# Wash mit and drying towel's



## DStill (Mar 2, 2007)

Need some advice so thought i would ask on the forum as the guys on here have given me some great advice in the past. 

I want to renew my wash mit and drying towel's. I'm using a Meguiars wash mit and Sonus Der Wunder drying towel's. These have both been ok but i always like to improve if possible. The drying towel's do seem to decline in performance in my opinion, thye just seem to leave water on the car much more than when they were new.

Any advice would be really appreciated, thanks.


----------



## Thundercat (Oct 24, 2009)

I've brought these as recommended by Mr Hooky :wink: http://cgi.ebay.co.uk/ws/eBayISAPI.dll? ... 127wt_1165 
Found them to be very good and a real bargain  
Not got round to ordering a wash mit yet :roll: Yes I know.... I will do soon and through the sponges out  
This is the one i'll probably go for as seems a good deal http://www.cleanyourcar.co.uk/washing-a ... od_32.html

Hope that helps


----------



## XTR (Mar 2, 2006)

I've still got 1 eurow waffle weave drying towel here if your interested. £7.50 posted. 

I use a meguiars microfibre wash mit. pretty decent and seem to last a long time.


----------



## Tim G (Feb 16, 2005)

XTR said:


> I've still got 1 eurow waffle weave drying towel here if your interested. £7.50 posted.


Buy this. I did & its great


----------



## tranter (Mar 4, 2010)

XTR said:


> I've still got 1 eurow waffle weave drying towel here if your interested. £7.50 posted.
> 
> I use a meguiars microfibre wash mit. pretty decent and seem to last a long time.


I might be interested in the drying towel if its still available


----------



## MrHooky (Oct 27, 2009)

Just to add to Thundercat's post, the 6 waffle towels for £10 had a 'Eurow' label on them, hence they are made in the same factory as Eurow's very own car washing towel which they charge best part of £10 for just one with a couple of novelty hand pockets in.

I use a couple of them at the same time to do both cars and they really do leave a nice finish. Nice having a few of them as once they're ringing wet just pick another dry one up. Must admit that probably not as 'thick' as the CYC one I got although still does the same job, and for less that £2 per towel you can't complain. Still chuffed I found that little bargain on eBay!

I'm using a lambswool wash mitt.
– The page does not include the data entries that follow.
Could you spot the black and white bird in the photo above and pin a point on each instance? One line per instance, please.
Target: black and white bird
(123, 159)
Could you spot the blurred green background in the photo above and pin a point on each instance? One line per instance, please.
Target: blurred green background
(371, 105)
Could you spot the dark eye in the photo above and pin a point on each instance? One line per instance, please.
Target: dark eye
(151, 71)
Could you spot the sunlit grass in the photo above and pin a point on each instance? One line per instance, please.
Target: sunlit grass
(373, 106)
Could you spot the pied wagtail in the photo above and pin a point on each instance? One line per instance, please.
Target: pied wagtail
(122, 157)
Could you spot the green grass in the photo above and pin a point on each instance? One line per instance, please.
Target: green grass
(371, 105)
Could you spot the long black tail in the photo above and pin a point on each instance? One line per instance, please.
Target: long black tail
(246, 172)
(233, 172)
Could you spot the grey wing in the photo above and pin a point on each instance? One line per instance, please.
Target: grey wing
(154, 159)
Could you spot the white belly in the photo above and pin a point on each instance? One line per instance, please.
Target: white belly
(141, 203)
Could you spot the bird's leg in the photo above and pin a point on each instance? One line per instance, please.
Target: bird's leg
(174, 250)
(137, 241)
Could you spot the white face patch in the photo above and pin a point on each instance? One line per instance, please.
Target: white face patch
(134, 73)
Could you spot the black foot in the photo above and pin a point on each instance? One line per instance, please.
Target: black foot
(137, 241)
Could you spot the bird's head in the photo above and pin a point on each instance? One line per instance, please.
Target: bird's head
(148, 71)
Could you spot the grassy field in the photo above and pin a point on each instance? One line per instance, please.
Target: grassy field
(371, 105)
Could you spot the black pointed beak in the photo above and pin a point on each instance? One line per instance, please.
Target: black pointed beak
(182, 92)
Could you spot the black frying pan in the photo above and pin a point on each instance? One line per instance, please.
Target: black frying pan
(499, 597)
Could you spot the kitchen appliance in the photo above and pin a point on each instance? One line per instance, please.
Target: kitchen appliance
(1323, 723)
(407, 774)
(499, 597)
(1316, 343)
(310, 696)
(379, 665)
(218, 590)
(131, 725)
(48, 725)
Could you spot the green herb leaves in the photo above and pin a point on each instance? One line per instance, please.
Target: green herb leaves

Can't beat them, and not used one before I got the TT. Really does feel like you're pampering the paint with it, coupled with a decent wash (I used Megs Gold Class) the paint feels silky smooth afterwards.
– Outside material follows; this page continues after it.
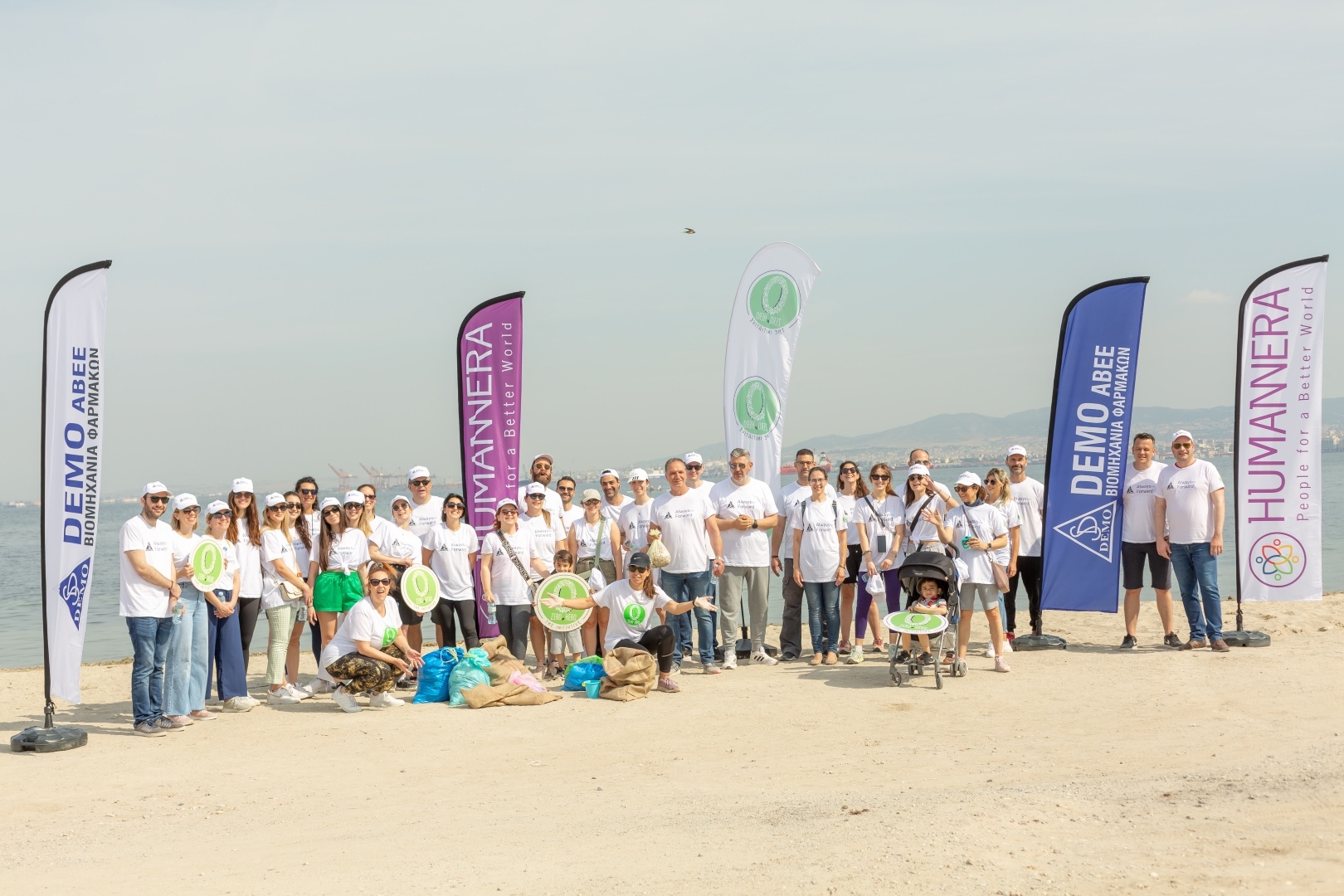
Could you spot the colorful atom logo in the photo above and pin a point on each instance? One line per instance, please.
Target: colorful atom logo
(1277, 559)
MF wash mitt relegated to cleaning my bike&#8230;


----------



## DStill (Mar 2, 2007)

Thanks for all the useful advice. 

I've decided to go for the Meguiars lambswool mitt and the 5 towels for around £10 off Ebay. :wink:

Thanks for making this choice easy for me, does anyone fancy trying them out on my car, only joking, thanks again. :mrgreen:


----------



## Robtur (Jul 6, 2009)

Be careful with the Megs wash mitt, known to fall apart quite quickly 

I have had many different wash mitts, im currently using 2 different types on any details i perform, one from CarWashnWax quite check about £6 IIRC, Dodo Juice Wookie's Fist £20....been through a few cheaper ones, the Wookie Fist has lasted me very well.

Robert


----------



## dooka (Apr 28, 2006)

I've had and still got a few megs microfibre wash mitts, and have lasted me over 2 years, I do hear bad things about them, but I have never had a problem..


----------



## ahaydock (Sep 19, 2006)

TBH I'd stick with what you know but just buy new ones. Having tried loads of mitts and towels over the years I always come back to the Megs Lambswool and Sonus Der Wunder.

I do find the Sonus requires a wash every so often to keep it performing well.

The Dodo Wookies Mitt is very good, but big and holds lots of water. The CG Ultimate Drying towel is OK, but I prefer Waffle Weave over these. The Eurow one is very good and in fact I have been using the Planet Polish drying towel recently and that had impressed me a lot. I need to use it a bit more but it may over take the Sonus IMO, but I just want to check for any micro-marring it may leave.

HTHs.


----------